RAPIDS Shuffle Manager
The RAPIDS Shuffle Manager is an implementation of the ShuffleManager
interface in Apache Spark that allows custom mechanisms to exchange shuffle data. It has two components: a spillable cache, and a transport that can utilize Remote Direct Memory Access (RDMA) and high-bandwidth transfers within a node that has multiple GPUs. This is possible because the plugin utilizes Unified Communication X (UCX) as its transport.
- Spillable cache: This store keeps GPU data close by where it was produced in device memory, but can spill in the following cases:
- GPU out of memory: If an allocation in the GPU failed to acquire memory, spill will get triggered moving GPU buffers to host to allow for the original allocation to succeed.
- Host spill store filled: If the host memory store has reached a maximum threshold (
spark.rapids.memory.host.spillStorageSize
), host buffers will be spilled to disk until the host spill store shrinks back below said configurable threshold.
Tasks local to the producing executor will short-circuit read from the cache.
- Transport: Handles block transfers between executors using various means like NVLink, PCIe, Infiniband (IB), RDMA over Converged Ethernet (RoCE) or TCP, and as configured in UCX, in these scenarios:
- GPU-to-GPU: Shuffle blocks that were able to fit in GPU memory.
- Host-to-GPU and Disk-to-GPU: Shuffle blocks that spilled to host (or disk) but will be manifested in the GPU in the downstream Spark task.

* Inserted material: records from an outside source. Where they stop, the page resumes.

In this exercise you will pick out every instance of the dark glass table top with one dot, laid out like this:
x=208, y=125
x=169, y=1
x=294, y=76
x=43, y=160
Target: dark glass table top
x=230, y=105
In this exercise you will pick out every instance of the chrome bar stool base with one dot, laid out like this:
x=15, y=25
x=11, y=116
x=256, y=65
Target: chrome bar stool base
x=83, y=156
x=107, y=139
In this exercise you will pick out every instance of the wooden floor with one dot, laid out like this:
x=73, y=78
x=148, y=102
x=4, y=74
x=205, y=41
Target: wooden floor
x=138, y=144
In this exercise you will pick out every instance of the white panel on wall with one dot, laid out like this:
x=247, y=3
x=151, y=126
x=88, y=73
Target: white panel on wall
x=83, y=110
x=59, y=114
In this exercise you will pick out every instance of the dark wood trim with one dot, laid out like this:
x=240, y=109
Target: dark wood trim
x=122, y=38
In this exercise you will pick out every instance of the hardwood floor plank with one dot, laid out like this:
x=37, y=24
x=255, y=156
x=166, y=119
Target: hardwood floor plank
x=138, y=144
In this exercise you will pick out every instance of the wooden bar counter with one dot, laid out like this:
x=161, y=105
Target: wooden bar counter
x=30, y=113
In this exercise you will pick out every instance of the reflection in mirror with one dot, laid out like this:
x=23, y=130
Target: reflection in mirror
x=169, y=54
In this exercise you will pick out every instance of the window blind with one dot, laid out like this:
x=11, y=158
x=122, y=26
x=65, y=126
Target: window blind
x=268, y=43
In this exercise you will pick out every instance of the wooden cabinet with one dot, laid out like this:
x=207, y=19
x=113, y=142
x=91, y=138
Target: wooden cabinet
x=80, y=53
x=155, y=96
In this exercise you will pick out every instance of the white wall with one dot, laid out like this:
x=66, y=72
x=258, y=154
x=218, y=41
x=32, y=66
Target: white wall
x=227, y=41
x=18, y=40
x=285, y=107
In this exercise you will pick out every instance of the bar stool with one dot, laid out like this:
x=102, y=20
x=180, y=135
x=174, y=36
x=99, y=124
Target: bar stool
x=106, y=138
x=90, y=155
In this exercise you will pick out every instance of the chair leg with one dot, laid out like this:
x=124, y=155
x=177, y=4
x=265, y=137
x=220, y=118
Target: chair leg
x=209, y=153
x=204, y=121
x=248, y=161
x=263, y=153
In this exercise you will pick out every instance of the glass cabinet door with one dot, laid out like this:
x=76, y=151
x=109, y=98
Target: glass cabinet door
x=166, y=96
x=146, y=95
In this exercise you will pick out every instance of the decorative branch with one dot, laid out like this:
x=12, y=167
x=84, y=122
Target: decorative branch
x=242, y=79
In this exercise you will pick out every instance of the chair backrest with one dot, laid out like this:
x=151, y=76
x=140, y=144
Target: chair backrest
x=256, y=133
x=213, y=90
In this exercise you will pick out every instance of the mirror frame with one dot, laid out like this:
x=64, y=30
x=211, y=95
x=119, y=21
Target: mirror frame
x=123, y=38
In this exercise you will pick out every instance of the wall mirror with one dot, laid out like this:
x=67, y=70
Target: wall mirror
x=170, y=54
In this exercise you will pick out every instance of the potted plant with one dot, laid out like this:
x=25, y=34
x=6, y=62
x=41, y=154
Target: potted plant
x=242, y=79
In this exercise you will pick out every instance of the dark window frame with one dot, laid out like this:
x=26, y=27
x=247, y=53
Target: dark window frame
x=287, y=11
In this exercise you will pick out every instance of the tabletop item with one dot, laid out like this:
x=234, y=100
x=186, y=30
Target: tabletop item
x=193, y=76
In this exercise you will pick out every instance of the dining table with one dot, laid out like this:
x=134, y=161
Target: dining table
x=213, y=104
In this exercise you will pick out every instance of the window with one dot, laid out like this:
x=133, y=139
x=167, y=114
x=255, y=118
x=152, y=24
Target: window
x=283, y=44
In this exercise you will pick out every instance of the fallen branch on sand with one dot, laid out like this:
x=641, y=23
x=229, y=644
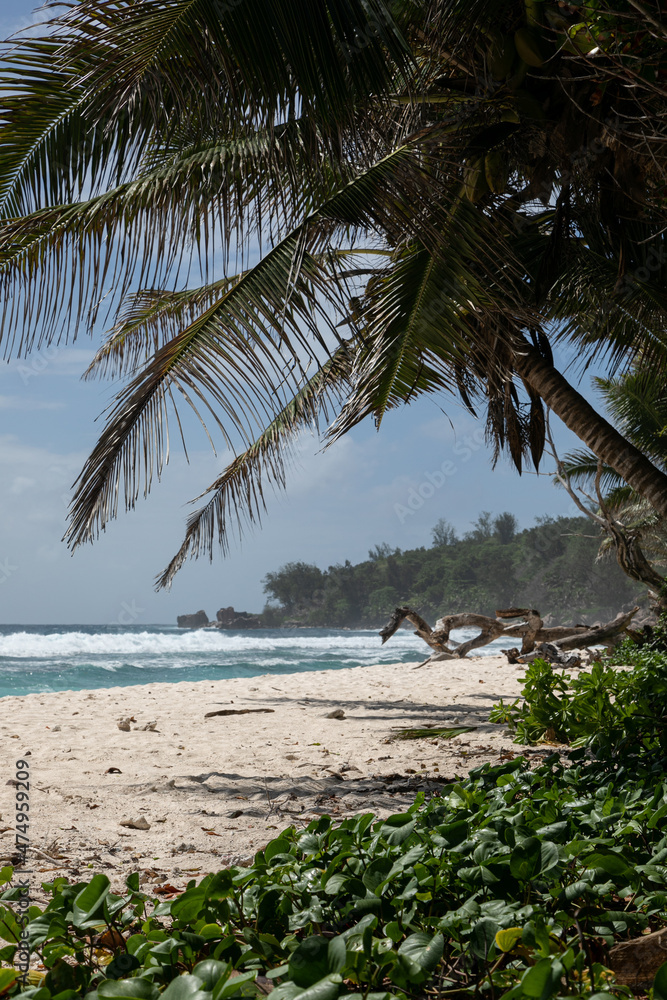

The RAPIDS Shuffle Manager uses the spark.shuffle.manager
plugin interface in Spark and it relies on fast connections between executors, where shuffle data is kept in a cache backed by GPU, host, or disk. As such, it doesn’t implement functionality to interact with the External Shuffle Service (ESS). To enable the RAPIDS Shuffle Manager, users need to disable ESS using spark.shuffle.service.enabled=false
. Note that Spark’s Dynamic Allocation feature requires ESS to be configured, and must also be disabled with spark.dynamicAllocation.enabled=false
.
System Setup
In order to enable the RAPIDS Shuffle Manager, UCX user-space libraries and its dependencies must be installed on the host and inside Docker containers (if not baremetal). A host has additional requirements, like the MLNX_OFED driver and nv_peer_mem
kernel module.
The minimum UCX requirement for the RAPIDS Shuffle Manager is UCX 1.11.2.
Baremetal
-
If you have Mellanox hardware, please ensure you have the MLNX_OFED driver, and the
nv_peer_mem
kernel module installed. UCX packages are compatible with MLNX_OFED 5.0+. Please install the latest driver available.With
nv_peer_mem
(GPUDirectRDMA), IB/RoCE-based transfers can perform zero-copy transfers directly from GPU memory. Note that GPUDirectRDMA is known to show performance and bugs in machines that don’t connect their GPUs and NICs to PCIe switches (i.e. directly to the root-complex).Other considerations:
-
Please refer to Mellanox documentation on how to configure RoCE networks (lossless/lossy, QoS, and more)
-
We recommend that the
--without-ucx
option is passed when installing MLNX_OFED (mlnxofedinstall
). This is because the UCX included in MLNX_OFED does not have CUDA support, and is likely older than what is available in the UCX repo (see Step 2 below).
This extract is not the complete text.